Barry L. Del Castilho, the current manager, has held the post for 18 years, as did his predecessor — too long in O’Connor’s view. “They came to see the Amherst town government as embodied in them.”
Between appointed and self-appointed players, the average person has been shut out.
But Lowenstein says it’s the growth of town government that has frustrated opponents. “This town functioned with barely a town manager for so long. Now there’s all these layers of government. I guess they’re frustrated. Nobody listens to them.”

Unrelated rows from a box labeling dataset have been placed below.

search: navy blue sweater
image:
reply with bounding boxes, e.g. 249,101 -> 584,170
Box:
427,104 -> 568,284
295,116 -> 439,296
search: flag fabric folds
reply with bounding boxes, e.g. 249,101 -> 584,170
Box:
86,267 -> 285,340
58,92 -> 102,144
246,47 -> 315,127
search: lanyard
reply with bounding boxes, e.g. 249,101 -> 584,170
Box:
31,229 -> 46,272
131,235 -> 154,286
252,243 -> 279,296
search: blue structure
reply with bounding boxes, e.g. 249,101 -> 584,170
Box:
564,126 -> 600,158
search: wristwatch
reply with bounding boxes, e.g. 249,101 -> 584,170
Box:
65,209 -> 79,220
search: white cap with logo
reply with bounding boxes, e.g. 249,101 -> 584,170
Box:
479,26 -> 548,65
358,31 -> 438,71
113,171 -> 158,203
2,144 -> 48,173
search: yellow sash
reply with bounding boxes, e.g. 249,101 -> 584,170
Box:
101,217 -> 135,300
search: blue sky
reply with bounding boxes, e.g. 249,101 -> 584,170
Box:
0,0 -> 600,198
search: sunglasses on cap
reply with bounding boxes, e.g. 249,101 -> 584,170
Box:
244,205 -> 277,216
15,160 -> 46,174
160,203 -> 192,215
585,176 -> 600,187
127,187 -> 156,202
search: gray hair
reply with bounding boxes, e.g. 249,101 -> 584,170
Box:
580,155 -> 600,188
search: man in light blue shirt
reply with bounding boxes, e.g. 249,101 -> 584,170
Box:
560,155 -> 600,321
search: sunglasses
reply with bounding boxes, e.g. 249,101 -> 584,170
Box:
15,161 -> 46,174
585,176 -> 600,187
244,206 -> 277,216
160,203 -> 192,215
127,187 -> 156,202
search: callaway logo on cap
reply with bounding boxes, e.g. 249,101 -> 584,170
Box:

Tucker, the planner, calls that nonsense. But he admits that, in the heated discussion between appointed and self-appointed players, the average person has come to feel left out of the process.
“There are a whole bunch of people out there who are feeling disenfranchised,” Tucker says. “They’re not the professorial types…. They don’t want to spend hours in meetings with people who have brought their own soapboxes to the table.”
Hardly anyone seems to think town meeting will be abandoned in favor of a mayor-city council form of government. Some changes seem likely, nevertheless. “I think, of the solutions out there, a smaller, leaner town meeting is likely to address the problems that people seem to be concerned about,” says Tucker.
Whatever the outcome of Durnakowski’s referendum, the garage that was a quarter of a century in the making will likely rise from Daniel Webster’s backyard. Campbell admits that the process has been agonizing, but she notes that there are worse problems the town could have to grapple with.
“We’re so lucky to have a town where people are having trouble finding a place to park, because they want to be there.”
Mary Carey is a freelance writer in Amherst.